Nessuno poteva togliergli il pallone dai piedi, anche solo tentarlo esponeva a figuracce. Perché oltre la tecnica sopraffina non si poteva interrompere l’affascinamento reciproco tra il fuoriclasse e la sfera. Guardava negli occhi gli avversari ma non perdeva mai di vista il pallone. Con la sfera tra i piedi, Diego Armando Maradona diventava il Dio dell’estetica, livellava l’ingiustizia dello sport, sistemava i giusti nelle vittorie. e questi gli era devoto, non si allontanava mai dal suo piede sinistro perché ne ammirava la grande bellezza, la magia che vi era contenuta, la fantasia applicata. Il pallone, toccato da lui, diventava un ballerino capace di passare dal tango al merengue, dalla sinfonia classica alla salsa, al son. Andava dove Diego voleva che andasse: vento, pioggia e qualunque altro agente atmosferico si fermavano per non comprometterne il volo.
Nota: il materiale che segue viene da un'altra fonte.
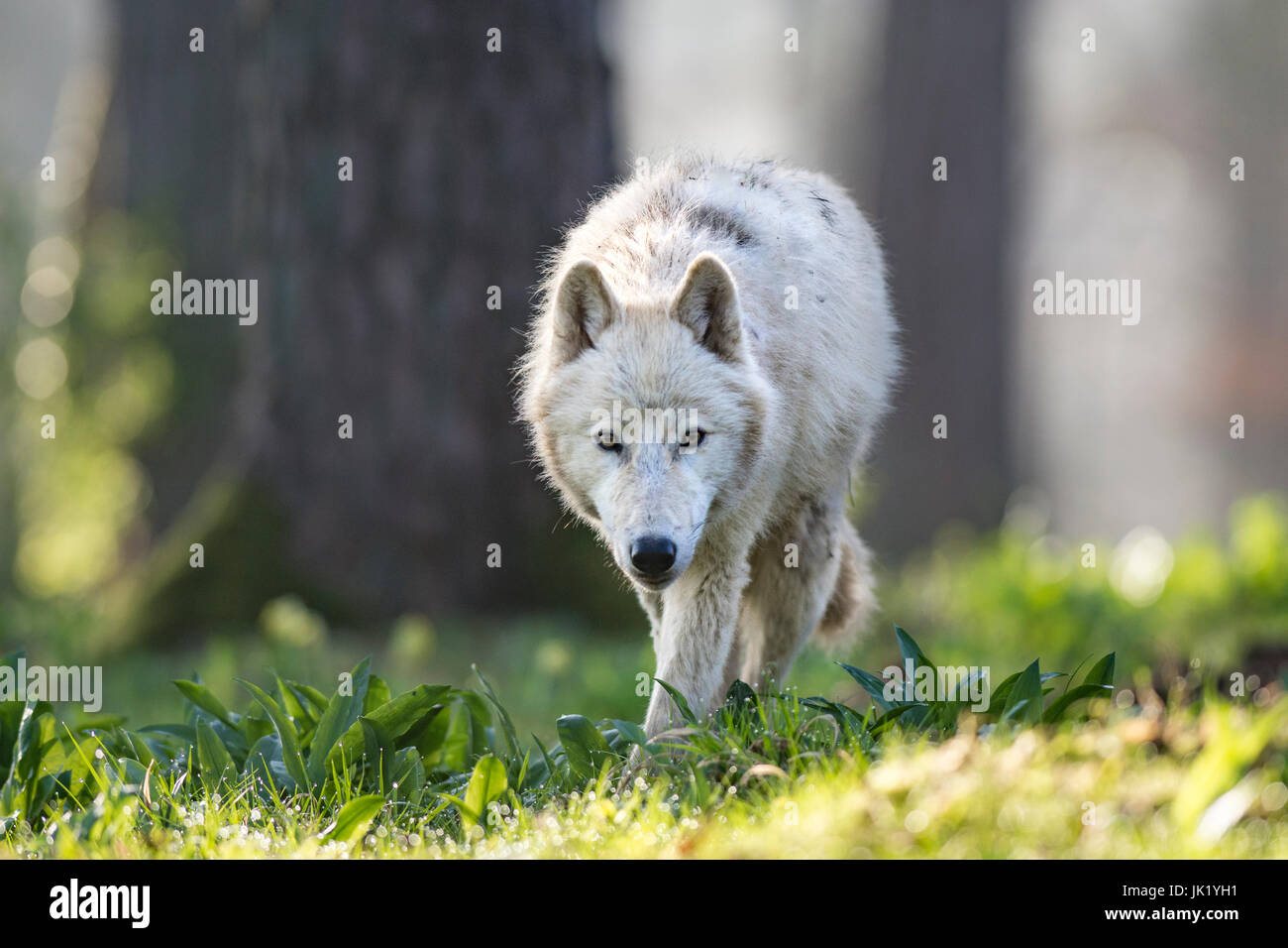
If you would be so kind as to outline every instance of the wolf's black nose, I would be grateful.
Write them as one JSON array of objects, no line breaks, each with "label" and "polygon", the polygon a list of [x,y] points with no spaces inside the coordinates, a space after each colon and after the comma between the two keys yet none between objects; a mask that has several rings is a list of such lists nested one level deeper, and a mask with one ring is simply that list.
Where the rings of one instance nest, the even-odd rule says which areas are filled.
[{"label": "wolf's black nose", "polygon": [[675,544],[666,537],[640,537],[631,544],[631,565],[645,577],[659,577],[675,565]]}]

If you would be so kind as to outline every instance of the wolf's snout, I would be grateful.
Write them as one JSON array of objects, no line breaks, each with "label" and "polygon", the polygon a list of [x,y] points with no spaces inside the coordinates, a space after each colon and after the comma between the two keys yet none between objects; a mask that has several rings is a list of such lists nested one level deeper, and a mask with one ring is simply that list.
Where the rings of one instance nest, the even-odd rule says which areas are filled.
[{"label": "wolf's snout", "polygon": [[654,579],[675,565],[675,543],[666,537],[640,537],[631,544],[631,565]]}]

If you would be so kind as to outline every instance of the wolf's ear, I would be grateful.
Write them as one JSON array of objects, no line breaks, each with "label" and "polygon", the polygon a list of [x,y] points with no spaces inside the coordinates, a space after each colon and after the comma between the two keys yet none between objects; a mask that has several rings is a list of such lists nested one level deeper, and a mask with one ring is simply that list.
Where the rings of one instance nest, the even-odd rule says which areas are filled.
[{"label": "wolf's ear", "polygon": [[742,355],[742,316],[733,273],[711,253],[698,254],[671,303],[671,317],[693,330],[698,342],[721,359]]},{"label": "wolf's ear", "polygon": [[600,333],[617,317],[617,299],[591,261],[577,261],[555,290],[554,361],[571,362],[594,348]]}]

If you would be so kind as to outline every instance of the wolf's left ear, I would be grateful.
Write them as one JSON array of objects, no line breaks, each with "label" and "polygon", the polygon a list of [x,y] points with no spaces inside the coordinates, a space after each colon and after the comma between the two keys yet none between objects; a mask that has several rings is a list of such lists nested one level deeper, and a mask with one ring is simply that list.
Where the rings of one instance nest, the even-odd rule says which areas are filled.
[{"label": "wolf's left ear", "polygon": [[693,330],[698,342],[724,360],[742,357],[742,315],[733,273],[712,253],[698,254],[671,303],[671,317]]},{"label": "wolf's left ear", "polygon": [[591,261],[577,261],[559,281],[554,317],[556,365],[594,348],[600,333],[617,319],[617,298]]}]

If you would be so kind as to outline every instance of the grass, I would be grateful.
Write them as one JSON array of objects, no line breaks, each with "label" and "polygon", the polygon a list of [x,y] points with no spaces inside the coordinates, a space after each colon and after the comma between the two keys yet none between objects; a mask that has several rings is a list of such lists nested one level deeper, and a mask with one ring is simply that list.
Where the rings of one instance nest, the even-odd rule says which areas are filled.
[{"label": "grass", "polygon": [[392,695],[366,660],[331,696],[242,682],[242,713],[180,681],[183,722],[138,730],[0,704],[0,855],[1288,856],[1274,687],[1115,694],[1110,655],[1034,662],[972,712],[966,686],[902,695],[842,668],[869,707],[735,685],[654,742],[567,715],[550,747],[482,676]]}]

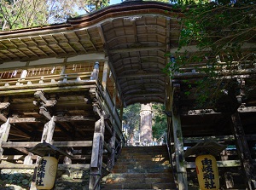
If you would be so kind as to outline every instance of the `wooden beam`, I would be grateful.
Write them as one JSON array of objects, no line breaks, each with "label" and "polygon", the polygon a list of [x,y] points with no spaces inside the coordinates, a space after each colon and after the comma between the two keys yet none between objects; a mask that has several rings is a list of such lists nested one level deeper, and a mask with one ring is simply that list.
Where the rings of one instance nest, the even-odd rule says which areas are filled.
[{"label": "wooden beam", "polygon": [[[33,147],[40,141],[28,141],[28,142],[3,142],[2,147]],[[92,146],[91,141],[53,141],[53,146],[56,147],[90,147]]]},{"label": "wooden beam", "polygon": [[[241,166],[241,162],[240,162],[240,160],[217,161],[217,165],[219,168],[239,167],[239,166]],[[195,162],[187,162],[186,168],[187,169],[195,169]]]},{"label": "wooden beam", "polygon": [[20,151],[23,153],[26,153],[26,154],[29,154],[29,152],[25,148],[25,147],[13,147],[14,149],[16,149],[17,151]]},{"label": "wooden beam", "polygon": [[[0,169],[34,169],[38,164],[0,164]],[[58,164],[58,170],[90,170],[90,164]]]},{"label": "wooden beam", "polygon": [[166,74],[161,73],[161,72],[157,72],[157,73],[140,73],[140,74],[128,74],[128,75],[122,75],[119,76],[117,78],[118,79],[122,79],[122,78],[152,78],[152,77],[165,77]]},{"label": "wooden beam", "polygon": [[32,124],[32,123],[42,123],[43,120],[40,118],[10,118],[9,123],[10,124],[20,124],[20,123],[26,123],[26,124]]},{"label": "wooden beam", "polygon": [[88,116],[55,116],[55,122],[96,121],[94,117]]},{"label": "wooden beam", "polygon": [[154,46],[154,47],[137,47],[137,48],[130,48],[130,49],[110,49],[110,54],[121,54],[127,52],[138,52],[138,51],[152,51],[152,50],[165,50],[166,46]]}]

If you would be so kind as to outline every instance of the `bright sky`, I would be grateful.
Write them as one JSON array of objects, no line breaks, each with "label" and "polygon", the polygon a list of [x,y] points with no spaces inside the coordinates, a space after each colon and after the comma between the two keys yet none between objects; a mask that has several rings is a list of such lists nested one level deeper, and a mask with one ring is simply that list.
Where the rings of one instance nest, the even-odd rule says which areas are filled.
[{"label": "bright sky", "polygon": [[122,3],[122,0],[110,0],[110,4],[117,4]]}]

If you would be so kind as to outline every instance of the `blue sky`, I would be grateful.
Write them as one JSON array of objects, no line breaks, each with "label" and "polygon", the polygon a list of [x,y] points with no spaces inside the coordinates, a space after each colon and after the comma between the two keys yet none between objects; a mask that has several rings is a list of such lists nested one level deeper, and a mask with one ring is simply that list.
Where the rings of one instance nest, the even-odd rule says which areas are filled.
[{"label": "blue sky", "polygon": [[110,0],[110,4],[117,4],[122,3],[121,0]]}]

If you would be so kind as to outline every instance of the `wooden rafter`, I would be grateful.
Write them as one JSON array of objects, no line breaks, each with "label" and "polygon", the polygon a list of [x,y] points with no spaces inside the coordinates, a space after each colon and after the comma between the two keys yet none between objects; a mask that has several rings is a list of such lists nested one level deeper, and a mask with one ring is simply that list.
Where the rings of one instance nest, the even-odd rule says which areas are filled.
[{"label": "wooden rafter", "polygon": [[97,51],[96,47],[95,46],[95,44],[94,44],[93,42],[91,41],[91,37],[90,37],[90,35],[88,30],[85,30],[85,33],[86,33],[87,36],[89,37],[89,41],[90,41],[91,46],[94,48],[94,49],[95,49],[96,51]]}]

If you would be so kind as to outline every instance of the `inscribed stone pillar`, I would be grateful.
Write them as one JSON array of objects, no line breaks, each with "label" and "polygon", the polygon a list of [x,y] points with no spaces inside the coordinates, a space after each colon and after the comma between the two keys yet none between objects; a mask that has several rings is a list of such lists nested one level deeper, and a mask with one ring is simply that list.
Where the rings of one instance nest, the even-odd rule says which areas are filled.
[{"label": "inscribed stone pillar", "polygon": [[151,143],[152,139],[152,104],[141,105],[141,142]]}]

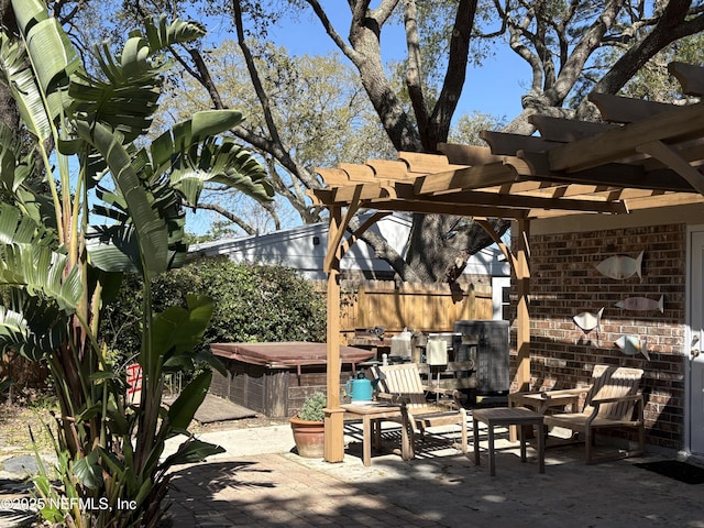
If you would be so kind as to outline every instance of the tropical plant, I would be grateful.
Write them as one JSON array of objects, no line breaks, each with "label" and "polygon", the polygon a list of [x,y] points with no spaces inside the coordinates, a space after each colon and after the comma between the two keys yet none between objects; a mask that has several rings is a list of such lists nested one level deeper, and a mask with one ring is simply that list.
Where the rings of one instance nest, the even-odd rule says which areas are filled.
[{"label": "tropical plant", "polygon": [[298,418],[307,421],[322,421],[326,417],[324,408],[328,406],[328,399],[323,393],[314,393],[298,411]]},{"label": "tropical plant", "polygon": [[[170,67],[165,53],[202,36],[199,25],[146,23],[117,56],[108,43],[97,47],[91,75],[44,2],[11,3],[19,32],[0,33],[0,81],[21,127],[0,124],[0,345],[46,362],[56,386],[61,485],[36,477],[42,515],[69,526],[155,526],[169,468],[220,448],[187,431],[210,370],[162,404],[165,373],[194,371],[213,302],[188,295],[154,314],[151,284],[183,263],[184,206],[197,207],[204,182],[260,200],[272,189],[256,160],[221,138],[242,121],[237,111],[198,112],[144,140]],[[98,332],[125,273],[143,284],[139,405],[125,400],[124,365],[107,360]],[[176,435],[185,441],[163,457]]]}]

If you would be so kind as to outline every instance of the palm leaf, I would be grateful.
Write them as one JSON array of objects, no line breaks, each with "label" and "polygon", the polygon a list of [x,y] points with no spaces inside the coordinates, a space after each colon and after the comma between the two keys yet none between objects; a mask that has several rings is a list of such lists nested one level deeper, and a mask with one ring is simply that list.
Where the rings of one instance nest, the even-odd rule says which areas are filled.
[{"label": "palm leaf", "polygon": [[124,198],[140,249],[140,268],[148,274],[166,271],[168,267],[166,223],[152,209],[152,198],[132,167],[130,155],[122,146],[119,134],[114,134],[102,124],[95,123],[91,127],[84,121],[76,123],[76,130],[80,138],[89,142],[105,157],[120,195]]},{"label": "palm leaf", "polygon": [[8,204],[0,204],[0,284],[51,299],[66,314],[76,310],[82,295],[80,270],[54,250],[52,232]]}]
Sul suo braccio aveva tatuato il “Che”, altro fuoriclasse argentino nella sua specialità, che era quella di trasformare i sottomessi in vincitori. Fu un rivoluzionario Diego Armando Maradona. La sua amicizia con Fidel Castro, con Hugo Chavez e con Daniel Ortega gli recò gloria tra gli umili e fastidio tra i potenti. Non vi è stata causa dell’unità latinoamericana che non l’abbia visto coinvolto e partecipe, impegnato nel rompere il muro mediatico che ogni giorno va abbattuto per poter raccontare il vero.

La sua fine provoca dolore e senso di vuoto in tutti coloro che amino il bello e il giusto. E’ morto vittima di una salute cagionevole e di uno spirito indomabile. Ha voluto vivere da sano e morire da malato, non ha mai ha accettato l’ipotesi inversa. Ci lascia nello stesso giorno in cui ci lasciò quattro anni orsono il suo amico fraterno, Fidel Castro, il più grande tra i grandi. Entrambi, nei loro rispettivi ambiti, hanno stravolto regole e sfidato l’arroganza dei potenti, hanno piegato i padroni del destino cambiandolo una volta e per sempre.

Non si potrà mai parlare di rivoluzioni e vittorie senza parlare di Fidel Castro e non si potrà mai più parlare della magia del gioco del calcio senza parlare di Diego Armando Maradona. Il 25 Novembre, confermano dal Paradiso, è giorno destinato a celebrare l’assoluto.